Accused ax murderer heard voices
Police say he told them that is what prompted the attack on his parents
A WAIPAHU MAN accused of hacking his father to death with a hatchet early Saturday and critically injuring his mother told police voices taunted him to do it.
Mark Kawakami, 43, said he had removed the hatchet from the trunk of his father's station wagon, parked at their Niulii Street home, and confronted his parents before going to his room, homicide Detective Randal Nakamura testified yesterday in Honolulu District Court.
In his room, he heard voices basically calling him "chicken" and saying "do it, do it," so he went back to the living room and attacked his father, then his mother, Nakamura testified.
Stanford Kawakami, the eldest of four Kawakami sons, testified he awoke about 2.30 a.m. to shouting in the home he and Mark shared with their parents. He said he opened his bedroom door to find his brother brandishing a hatchet.
"He said he just killed Mom and Dad and they bleeding to death. 'Look the blood on the blade,'" said Stanford Kawakami. He testified that he retreated inside his room to retrieve a hunting knife. "He was calling me out, said he was gonna kill me."
Five to 10 minutes later, his brother left in their father's station wagon, and Stanford Kawakami called 911 and checked on his parents.
His father was lying on his back, bleeding, in the middle of the living room floor. His mother was sitting upright on the couch, her head tilted to one side with blood coming from the back of her neck, he said.
Kawakami said his brother suffered from a mental illness for many years, possibly since high school, and was seeing a psychologist. He apparently was prescribed medication, but Stanford Kawakami said he never saw his brother take it.
He said he suspected his brother used crystal methamphetamine and believed that his brother was asking their father earlier for money so that he could purchase "ice."
Other than hearing his brother talk to himself when he was high on drugs, Stanford Kawakami testified he could not identify other manifestations of his brother's illness.

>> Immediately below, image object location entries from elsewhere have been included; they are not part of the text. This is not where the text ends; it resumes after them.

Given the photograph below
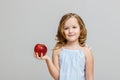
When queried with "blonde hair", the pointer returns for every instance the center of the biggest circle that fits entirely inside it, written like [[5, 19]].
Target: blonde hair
[[60, 36]]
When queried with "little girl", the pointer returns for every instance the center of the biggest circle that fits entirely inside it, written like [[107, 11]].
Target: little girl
[[71, 58]]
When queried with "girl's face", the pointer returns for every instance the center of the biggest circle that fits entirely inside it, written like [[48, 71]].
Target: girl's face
[[72, 30]]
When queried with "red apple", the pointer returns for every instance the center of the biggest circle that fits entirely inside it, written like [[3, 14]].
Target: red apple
[[40, 48]]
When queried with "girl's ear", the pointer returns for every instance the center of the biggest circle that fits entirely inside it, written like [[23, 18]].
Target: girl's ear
[[86, 45]]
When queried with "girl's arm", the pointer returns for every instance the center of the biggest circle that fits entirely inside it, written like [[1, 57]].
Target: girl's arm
[[89, 64], [51, 67]]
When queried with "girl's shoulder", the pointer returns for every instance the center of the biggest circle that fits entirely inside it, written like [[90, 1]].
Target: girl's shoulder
[[88, 51]]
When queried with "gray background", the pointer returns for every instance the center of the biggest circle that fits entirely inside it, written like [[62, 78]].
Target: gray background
[[23, 23]]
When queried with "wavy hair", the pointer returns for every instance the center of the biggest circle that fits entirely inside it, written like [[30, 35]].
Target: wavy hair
[[60, 36]]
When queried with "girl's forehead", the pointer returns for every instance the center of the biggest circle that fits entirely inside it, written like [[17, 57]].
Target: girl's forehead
[[71, 21]]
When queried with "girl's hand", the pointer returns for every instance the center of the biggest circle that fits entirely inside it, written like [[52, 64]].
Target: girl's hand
[[45, 57]]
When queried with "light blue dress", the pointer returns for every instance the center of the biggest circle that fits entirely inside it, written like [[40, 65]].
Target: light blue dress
[[72, 64]]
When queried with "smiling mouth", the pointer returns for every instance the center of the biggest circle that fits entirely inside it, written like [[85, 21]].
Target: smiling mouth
[[70, 35]]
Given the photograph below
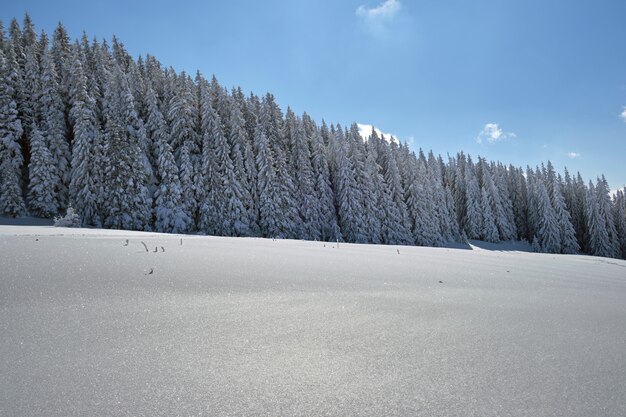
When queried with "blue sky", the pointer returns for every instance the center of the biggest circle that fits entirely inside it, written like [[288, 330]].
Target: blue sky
[[516, 81]]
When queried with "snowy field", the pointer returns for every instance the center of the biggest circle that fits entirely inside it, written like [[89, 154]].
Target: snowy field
[[92, 324]]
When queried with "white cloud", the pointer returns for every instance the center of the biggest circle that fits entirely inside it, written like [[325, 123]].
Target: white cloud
[[492, 133], [380, 17], [365, 131]]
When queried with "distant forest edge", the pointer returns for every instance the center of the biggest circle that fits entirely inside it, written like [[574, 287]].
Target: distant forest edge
[[131, 144]]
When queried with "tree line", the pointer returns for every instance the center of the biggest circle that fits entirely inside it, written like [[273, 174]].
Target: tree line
[[132, 144]]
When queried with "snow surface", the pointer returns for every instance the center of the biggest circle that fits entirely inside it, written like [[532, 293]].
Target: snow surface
[[92, 325]]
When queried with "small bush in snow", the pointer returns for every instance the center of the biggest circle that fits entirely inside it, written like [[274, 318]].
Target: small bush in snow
[[71, 219]]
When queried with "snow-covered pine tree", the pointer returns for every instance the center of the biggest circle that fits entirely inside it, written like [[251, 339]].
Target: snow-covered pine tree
[[598, 240], [473, 219], [183, 119], [271, 121], [244, 167], [397, 210], [304, 182], [42, 176], [619, 214], [569, 244], [603, 199], [323, 187], [268, 191], [548, 228], [170, 214], [424, 225], [82, 189], [11, 160], [373, 185], [222, 212], [128, 203], [488, 229], [53, 127], [347, 194]]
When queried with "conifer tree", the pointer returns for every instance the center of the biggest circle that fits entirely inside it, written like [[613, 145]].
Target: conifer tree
[[82, 189], [568, 241], [11, 200], [41, 196], [323, 187], [598, 240], [548, 231], [489, 230], [53, 128], [170, 214], [269, 194]]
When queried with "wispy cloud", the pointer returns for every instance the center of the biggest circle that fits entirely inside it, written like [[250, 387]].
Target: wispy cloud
[[365, 131], [492, 133], [379, 18]]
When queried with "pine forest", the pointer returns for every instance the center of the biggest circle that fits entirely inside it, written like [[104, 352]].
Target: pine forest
[[132, 144]]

His brother had threatened him with weapons on other occasions, and he has had to defend himself, he said.
Sueo Kawakami, 79, died of "sharp force injuries to the head and brain" consistent with a hatchet, said Kanthi De Alwis, Honolulu medical examiner.
A Queen's Medical Center doctor who treated Janet Kawakami, 76, said she suffered a broken neck from a blow to the back of her head, Detective Nakamura said. Her condition has improved to guarded from critical, but she faces possible paralysis and infection, he said.
District Judge Lono Lee found there was probable cause that Kawakami committed the crimes he is charged with, and bound the case over to Circuit Court.
Kawakami will be arraigned Dec. 5 on second-degree murder, first- and second-degree attempted murder and first-degree terroristic threatening charges. He remains in custody in lieu of $100,000 bail.